Softday
Since 1999 SOFTDAY, the art-science collaboration of artist Sean Taylor and computer scientist Mikael Fernström, have engaged with issues relating to natural cycles in time, climate change and its global effects. As a collaborative team they use their arts practice to explore relations to and understandings of nature, expressed through sonifications and multimedia artworks and performances.
Harp
Art Lab visited Ireland in october 2013 and made a concert and a workshop with SOFTDAY. Discussions about an international project about beekeeping, bee-sounds and current threats such as Colony Collapse Disorder.
Photos from the workshop and the concert
Harp Art Lab represented Softday at Supermarket 2014 - Stockholm Independent Art Fair
Amhrán na mBeach (Song of the Bees)
2011-2013 Softday collaborated with a number of Irish beekeepers, scientist and the monks of Glenstal Abbey, creating Amhrán na mBeach (Song of the Bees) about the life of honey bees and current threats such as Colony Collapse Disorder. Together, they performed the resulting work in the monastery Glenstal Abbey, April 2013. The music was based on scientific data from the Irish beekeepers, such as presence of varroa mites, foulbrood, etc.!
Softday working with Irish beekeepers in 2013
Workshop about Bee-Sounds
SOFTDAY visited Harp Art Lab in april 2014 for a workshop about Bee-Sounds. The aim of this workshop was to create a collaborative project about beekeeping challenges in today's society and be shaped artistically by people from County Halland in Sweden: beekeepers, artists, musicians and singers (and maybe some others). The outcome of the workshop has led to a number of new collaborations between sound artists and beekeepers, locally as well as internationally, and the result will be delivered during the BZZZ International Sound Art Festival at Harp Art Lab, Harplinge, Sweden.
35 artists, beekeepers and other interested attended the workshop at Harp Art Lab, Harplinge
Map over sound walks and field recordings in Harplinge, april 2014
About the workshop
Softday visiting beekeepers from Harplinge in june 2014 (Harplinge Bivänner)
Honeybees from Harplinge
Softday preparing the performance at Harp Art Lab with beekeapers from Harplinge.
From the performance of "Sonic Pareidolic Ceromancy" at BZZZ! International Sound Art Festival.
There’s a lot of data, perhaps even Big Data, about bees. Bees are having increasing difficulties to survive, facing threats such as Colony Collapse Disorder (CCD). A substantial part of the world’s food sources used by humans depend on animal pollinators, hence a reduction in the number of bees in the world threatens our food supply. Softday have worked with a number of bee-related sound art projects since 2010, for example Amhrán na mBeach (Song of the Bees) in 2013.
In 2014, Softday created and performed a Swedish version that we named Sonic Pareidolic Ceromancy, performed at Harp Art Lab in Sweden the 5th of July, part of the BZZZ! International Soundart Festival. In this work we contrasted the Irish bee data and sounds with Swedish bee data and sounds.

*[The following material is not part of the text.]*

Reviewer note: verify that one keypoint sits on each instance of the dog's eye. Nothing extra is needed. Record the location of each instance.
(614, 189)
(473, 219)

The concept behind Sonic Pareidolic Ceromancy is a play on a psychological phenomenon and a mystic practice. When we see or hear vague patterns, we sometimes perceive that for example a cloud looks like an elephant or a figure of a divine entity of your choice appears on your toast. This is pareidolia. Ceromancy is a form of divination, where molten wax dripping into a bowl of water is used for fortune telling. We have looked at this in a metaphorically analogous context. For example, some ecologists try to interpret and create meaning from bee-data, e.g. that neonicotinoids (neuro-active insecticides chemically similar to nicotine) and monocultural farming may cause CCD, while some Big Pharma corporations are interpreting and creating another meaning from the same data, e.g. to prevent CCD, farmers should spray more chemicals, engineer more DNA or perhaps get artificial pollinators.
As in most of our previous projects, we work with contested issues that we articulate through our art-science collaboration. Instead of molten wax, we make music and it is up to the audience to interpret what the stimuli means.
Performers:
Softday (Sean Taylor & Mikael Fernström), laptops
Christer Ledel, Beekeeper
Monica Ledel, Readings
Lars Wallenäs, Flute
Ann-Louise Liljedahl, Hang
Stefan Isebring, Nyckelharpa
Mikael Ericsson, Milliphonia
Audience = The BZZZ! Choir
Also participating, the sound of the bees of Lars Rosenquist and Harplinge Bivänner.